Catégorie : Journal

Ici, c’est un journal de bord, un outil pour garder pied et garder le cap.

  • Leçons reçues

    « Sois vulnérable », me rappelle Marie-Luce en prévision du clown que je serai le 28 septembre à Rochefort

    « Écoute ta sensibilité plutôt que l’auto-protection », me rappelle le tarot que je consulte tous les jours.

    Exprimer les choses telles qu’elles existent : une envie, une distance, une impossibilité, un rêve, un désir, une hâte, une curiosité, une tendresse, une liberté. La vie.

    « Des mots », chante Yves Simon. « Des mots », ai-je glissé dans un message clandestin.

    Les mots qui, bien qu’imprécis lorsqu’il s’agit de rendre compte du réel, parviennent à en esquisser les contours et à en évoquer la puissance.

    À nouveau j’écris, libre de mes encombrements passés. À nouveau je vibre, délesté de responsabilités que je rends à leurs justes propriétaires.

    Vulnérable, c’est accepter la perte, la rencontre, l’incompréhension, le gouffre, la main tendue, c’est reconnaître son impuissance parfois, et sa blessure, c’est accepter de montrer la fragilité profonde et existentielle et si parfaitement humaine. C’est cela que j’emporte avec mon clown, que je souffle dans mes messages et mes livres.

    Loin de la séduction du contrôle et de l’hyper-rationalité.

    Loin de la cacophonie de la ménagerie du mental.

    C’est dans cet espace qui nous effraie tant, dans la faille de notre humanité, que naît l’art, que naît le sens du monde.

  • Distances

    Relatives, subjectives, courtes, longues, infinies, interminables, physiques, temporelles, émotionnelles, internes, externes.

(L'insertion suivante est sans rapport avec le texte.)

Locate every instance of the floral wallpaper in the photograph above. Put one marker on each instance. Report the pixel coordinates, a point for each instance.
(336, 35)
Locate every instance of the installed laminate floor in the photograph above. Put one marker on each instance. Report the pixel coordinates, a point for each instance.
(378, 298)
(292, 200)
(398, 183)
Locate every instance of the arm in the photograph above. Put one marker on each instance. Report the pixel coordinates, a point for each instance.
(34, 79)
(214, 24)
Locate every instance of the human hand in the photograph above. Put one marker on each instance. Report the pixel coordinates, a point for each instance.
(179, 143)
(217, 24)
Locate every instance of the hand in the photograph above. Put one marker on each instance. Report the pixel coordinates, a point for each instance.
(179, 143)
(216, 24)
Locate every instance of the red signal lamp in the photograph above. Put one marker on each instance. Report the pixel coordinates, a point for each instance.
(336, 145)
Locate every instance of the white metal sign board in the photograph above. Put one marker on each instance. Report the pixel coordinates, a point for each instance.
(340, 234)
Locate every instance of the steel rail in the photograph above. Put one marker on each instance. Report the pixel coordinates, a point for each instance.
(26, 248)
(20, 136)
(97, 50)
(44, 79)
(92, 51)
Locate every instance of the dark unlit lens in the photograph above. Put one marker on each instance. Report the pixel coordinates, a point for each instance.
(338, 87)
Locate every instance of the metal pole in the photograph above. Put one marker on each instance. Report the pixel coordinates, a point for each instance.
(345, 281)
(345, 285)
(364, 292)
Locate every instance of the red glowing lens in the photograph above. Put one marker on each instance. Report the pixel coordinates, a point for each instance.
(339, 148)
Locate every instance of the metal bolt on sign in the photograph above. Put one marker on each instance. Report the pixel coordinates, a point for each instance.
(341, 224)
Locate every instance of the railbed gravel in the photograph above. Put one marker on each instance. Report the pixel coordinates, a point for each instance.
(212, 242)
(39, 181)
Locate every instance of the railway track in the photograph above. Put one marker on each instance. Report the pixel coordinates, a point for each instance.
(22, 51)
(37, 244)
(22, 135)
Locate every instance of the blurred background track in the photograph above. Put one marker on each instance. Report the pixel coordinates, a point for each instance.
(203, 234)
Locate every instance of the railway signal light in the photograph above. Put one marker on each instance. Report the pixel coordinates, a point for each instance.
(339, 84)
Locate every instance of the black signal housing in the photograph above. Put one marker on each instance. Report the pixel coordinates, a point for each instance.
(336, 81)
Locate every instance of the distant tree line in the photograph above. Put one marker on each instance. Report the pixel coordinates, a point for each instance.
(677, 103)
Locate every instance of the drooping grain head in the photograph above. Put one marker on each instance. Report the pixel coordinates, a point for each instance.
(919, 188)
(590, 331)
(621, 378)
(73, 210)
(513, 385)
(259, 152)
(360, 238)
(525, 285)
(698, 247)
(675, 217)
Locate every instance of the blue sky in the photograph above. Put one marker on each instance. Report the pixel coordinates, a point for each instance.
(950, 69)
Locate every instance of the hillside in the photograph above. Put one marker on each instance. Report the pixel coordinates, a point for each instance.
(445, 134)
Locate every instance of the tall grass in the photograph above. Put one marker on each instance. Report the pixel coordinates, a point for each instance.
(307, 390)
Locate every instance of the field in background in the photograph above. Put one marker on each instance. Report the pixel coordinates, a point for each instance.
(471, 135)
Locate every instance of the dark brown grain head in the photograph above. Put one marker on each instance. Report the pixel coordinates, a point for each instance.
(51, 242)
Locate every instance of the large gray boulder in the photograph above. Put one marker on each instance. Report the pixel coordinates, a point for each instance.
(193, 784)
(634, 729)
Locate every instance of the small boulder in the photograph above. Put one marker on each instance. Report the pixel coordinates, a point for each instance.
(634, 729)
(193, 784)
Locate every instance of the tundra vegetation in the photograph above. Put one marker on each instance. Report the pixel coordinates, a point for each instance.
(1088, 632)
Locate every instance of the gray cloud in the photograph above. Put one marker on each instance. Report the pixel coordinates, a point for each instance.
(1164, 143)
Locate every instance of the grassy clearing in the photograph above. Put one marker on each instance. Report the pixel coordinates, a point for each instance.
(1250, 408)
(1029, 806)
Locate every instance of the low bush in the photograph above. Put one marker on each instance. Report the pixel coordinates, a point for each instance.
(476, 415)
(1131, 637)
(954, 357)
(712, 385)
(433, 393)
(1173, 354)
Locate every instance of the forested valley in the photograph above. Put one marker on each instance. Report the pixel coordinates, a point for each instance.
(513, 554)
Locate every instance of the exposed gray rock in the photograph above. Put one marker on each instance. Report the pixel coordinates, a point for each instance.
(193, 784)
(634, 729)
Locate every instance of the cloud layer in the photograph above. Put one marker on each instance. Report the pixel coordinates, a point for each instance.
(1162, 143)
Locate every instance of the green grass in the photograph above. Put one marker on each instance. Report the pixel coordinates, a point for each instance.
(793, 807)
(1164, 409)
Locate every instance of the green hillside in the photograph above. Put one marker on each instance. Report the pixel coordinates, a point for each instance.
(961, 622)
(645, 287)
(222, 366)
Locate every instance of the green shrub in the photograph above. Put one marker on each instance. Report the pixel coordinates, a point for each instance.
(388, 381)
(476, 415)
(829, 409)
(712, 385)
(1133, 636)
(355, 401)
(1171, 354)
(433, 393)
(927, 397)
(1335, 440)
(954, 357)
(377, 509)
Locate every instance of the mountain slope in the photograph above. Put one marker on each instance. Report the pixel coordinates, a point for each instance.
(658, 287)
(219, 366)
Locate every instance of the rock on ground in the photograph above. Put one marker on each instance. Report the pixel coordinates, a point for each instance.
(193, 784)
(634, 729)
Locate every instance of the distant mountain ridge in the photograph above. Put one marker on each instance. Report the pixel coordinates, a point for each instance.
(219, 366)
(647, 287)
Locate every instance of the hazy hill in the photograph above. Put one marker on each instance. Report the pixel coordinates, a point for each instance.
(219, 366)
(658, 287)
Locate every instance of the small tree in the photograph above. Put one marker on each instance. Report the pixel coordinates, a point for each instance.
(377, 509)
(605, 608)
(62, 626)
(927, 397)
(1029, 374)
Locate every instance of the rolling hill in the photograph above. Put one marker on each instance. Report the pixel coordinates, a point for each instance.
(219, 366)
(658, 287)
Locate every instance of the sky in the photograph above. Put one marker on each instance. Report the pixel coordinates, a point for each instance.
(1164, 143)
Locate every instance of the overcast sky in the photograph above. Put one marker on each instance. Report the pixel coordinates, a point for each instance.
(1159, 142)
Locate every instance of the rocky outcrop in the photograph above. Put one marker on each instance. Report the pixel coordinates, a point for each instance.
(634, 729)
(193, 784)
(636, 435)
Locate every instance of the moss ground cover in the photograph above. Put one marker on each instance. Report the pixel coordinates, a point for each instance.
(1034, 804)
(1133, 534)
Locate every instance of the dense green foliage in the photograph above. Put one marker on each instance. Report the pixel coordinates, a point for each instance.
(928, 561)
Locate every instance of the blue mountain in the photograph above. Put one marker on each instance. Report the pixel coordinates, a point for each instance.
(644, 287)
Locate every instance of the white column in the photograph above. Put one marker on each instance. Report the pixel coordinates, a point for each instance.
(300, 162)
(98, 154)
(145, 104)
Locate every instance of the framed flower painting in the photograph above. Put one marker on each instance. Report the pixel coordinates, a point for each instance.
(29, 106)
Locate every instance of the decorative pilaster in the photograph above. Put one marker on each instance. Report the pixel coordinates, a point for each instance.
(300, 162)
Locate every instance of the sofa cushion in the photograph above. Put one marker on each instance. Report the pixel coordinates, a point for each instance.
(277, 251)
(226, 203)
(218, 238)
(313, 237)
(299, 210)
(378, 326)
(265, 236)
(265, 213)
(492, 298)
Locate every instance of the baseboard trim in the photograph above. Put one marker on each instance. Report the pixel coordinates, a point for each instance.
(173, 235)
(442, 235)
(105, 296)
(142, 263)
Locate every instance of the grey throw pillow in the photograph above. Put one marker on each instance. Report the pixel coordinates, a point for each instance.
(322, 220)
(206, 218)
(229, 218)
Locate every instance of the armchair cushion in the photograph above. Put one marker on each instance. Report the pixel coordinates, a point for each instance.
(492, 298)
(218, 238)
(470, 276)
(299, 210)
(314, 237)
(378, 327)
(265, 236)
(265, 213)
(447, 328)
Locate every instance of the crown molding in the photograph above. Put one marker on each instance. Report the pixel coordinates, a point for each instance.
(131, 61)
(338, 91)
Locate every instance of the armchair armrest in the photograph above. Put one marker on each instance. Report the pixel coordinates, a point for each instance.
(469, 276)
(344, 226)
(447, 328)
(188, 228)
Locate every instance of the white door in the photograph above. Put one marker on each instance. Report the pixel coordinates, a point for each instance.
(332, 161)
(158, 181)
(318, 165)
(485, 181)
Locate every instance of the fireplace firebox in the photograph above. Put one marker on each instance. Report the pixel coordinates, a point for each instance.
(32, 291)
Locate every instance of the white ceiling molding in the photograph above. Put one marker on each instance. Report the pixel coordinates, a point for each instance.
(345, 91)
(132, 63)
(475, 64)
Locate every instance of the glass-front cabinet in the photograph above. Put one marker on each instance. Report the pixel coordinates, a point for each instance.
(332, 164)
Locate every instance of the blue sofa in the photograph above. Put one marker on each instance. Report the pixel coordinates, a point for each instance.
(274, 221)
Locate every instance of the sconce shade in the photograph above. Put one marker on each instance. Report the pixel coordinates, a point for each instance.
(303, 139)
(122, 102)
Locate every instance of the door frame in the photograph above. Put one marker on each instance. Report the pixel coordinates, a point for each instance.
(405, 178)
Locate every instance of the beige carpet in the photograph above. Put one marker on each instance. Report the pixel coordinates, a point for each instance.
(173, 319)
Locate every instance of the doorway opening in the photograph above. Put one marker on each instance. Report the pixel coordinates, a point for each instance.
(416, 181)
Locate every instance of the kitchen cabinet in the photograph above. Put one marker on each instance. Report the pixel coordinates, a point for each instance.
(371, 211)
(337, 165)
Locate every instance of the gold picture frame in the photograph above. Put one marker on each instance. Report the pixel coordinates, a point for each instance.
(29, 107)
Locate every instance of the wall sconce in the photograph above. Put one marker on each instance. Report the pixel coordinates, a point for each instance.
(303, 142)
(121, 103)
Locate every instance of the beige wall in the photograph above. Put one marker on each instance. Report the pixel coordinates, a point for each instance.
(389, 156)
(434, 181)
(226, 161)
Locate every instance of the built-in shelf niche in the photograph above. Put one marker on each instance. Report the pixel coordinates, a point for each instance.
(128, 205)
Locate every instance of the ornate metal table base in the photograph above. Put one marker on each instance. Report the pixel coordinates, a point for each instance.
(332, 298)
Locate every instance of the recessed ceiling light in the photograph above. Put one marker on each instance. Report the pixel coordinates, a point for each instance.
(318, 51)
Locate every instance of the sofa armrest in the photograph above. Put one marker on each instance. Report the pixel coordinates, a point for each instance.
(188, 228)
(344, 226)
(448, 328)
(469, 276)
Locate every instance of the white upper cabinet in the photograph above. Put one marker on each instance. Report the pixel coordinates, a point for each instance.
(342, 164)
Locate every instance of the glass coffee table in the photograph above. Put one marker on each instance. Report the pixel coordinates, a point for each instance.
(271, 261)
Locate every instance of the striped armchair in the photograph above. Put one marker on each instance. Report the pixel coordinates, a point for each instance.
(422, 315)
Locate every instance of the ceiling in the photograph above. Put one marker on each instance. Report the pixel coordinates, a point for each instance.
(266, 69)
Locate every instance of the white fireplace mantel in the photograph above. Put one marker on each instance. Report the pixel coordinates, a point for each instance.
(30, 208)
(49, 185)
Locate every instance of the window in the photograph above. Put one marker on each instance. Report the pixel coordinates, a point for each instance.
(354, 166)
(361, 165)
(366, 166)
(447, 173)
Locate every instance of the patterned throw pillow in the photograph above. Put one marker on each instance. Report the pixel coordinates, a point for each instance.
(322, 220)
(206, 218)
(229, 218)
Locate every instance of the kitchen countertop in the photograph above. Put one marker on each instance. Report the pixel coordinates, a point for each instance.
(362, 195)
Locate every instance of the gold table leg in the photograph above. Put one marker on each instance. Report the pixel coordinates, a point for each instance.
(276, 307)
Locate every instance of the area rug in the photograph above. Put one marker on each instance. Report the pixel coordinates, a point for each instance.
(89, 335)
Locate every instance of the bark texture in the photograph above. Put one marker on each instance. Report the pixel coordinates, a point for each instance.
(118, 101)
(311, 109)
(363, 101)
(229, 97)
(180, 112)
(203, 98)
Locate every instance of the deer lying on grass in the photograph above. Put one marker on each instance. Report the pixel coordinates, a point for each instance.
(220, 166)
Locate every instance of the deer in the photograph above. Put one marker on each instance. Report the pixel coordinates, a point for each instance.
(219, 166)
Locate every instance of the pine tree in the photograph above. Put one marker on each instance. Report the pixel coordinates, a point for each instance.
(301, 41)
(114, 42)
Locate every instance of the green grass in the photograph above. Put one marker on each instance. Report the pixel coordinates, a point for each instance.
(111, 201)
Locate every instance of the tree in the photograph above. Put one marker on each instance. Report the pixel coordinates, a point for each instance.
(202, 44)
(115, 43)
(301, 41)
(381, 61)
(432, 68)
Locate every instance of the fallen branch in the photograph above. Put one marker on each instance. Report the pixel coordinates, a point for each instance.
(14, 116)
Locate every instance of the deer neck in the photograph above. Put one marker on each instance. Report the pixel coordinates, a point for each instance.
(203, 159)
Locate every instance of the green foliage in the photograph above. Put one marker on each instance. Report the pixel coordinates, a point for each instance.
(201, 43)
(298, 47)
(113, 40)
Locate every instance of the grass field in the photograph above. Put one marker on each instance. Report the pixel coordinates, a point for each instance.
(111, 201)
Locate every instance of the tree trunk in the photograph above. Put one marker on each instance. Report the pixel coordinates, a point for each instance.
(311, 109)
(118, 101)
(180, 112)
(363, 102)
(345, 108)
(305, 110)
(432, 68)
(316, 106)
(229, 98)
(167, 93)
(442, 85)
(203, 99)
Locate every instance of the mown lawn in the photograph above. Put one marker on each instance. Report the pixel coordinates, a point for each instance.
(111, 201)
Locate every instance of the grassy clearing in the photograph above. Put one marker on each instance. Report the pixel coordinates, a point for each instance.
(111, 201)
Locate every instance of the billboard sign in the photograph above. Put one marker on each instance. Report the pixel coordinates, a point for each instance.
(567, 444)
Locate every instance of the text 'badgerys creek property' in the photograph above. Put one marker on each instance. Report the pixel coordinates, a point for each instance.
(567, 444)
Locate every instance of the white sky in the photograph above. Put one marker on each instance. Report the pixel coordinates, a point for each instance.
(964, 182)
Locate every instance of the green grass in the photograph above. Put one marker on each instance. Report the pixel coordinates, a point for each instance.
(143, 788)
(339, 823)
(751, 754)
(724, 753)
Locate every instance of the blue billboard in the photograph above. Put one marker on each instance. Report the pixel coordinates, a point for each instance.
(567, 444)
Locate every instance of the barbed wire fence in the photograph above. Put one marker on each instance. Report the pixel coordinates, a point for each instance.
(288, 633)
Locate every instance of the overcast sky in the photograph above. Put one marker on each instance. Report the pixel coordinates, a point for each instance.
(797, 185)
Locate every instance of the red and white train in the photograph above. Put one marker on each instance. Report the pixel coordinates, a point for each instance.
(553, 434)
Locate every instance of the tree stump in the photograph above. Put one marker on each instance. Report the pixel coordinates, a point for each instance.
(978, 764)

    La distance juste c’est celle que l’on habite pleinement, sans la fuir, sans la romancer, sans nier l’écartèlement qu’elle engendre.

    Il existe distances qui effacent le désir et des distances qui l’excitent.

    Dans la distance à soi-même, on apprend à se repérer. Pendant des années, il est possible de nous chercher entre les venelles torves de notre inconscient. Osons alors descendre dans les profondeurs de notre honte d’être, de n’être que nous-même, pour découvrir la noblesse qu’il y a à être pleinement nous-même, sans artifice ni excès.

    Alors, rejaillir, dégoulinant de liquide amniotique à nouveau.

    Vivant à nouveau après des années à attendre la mort.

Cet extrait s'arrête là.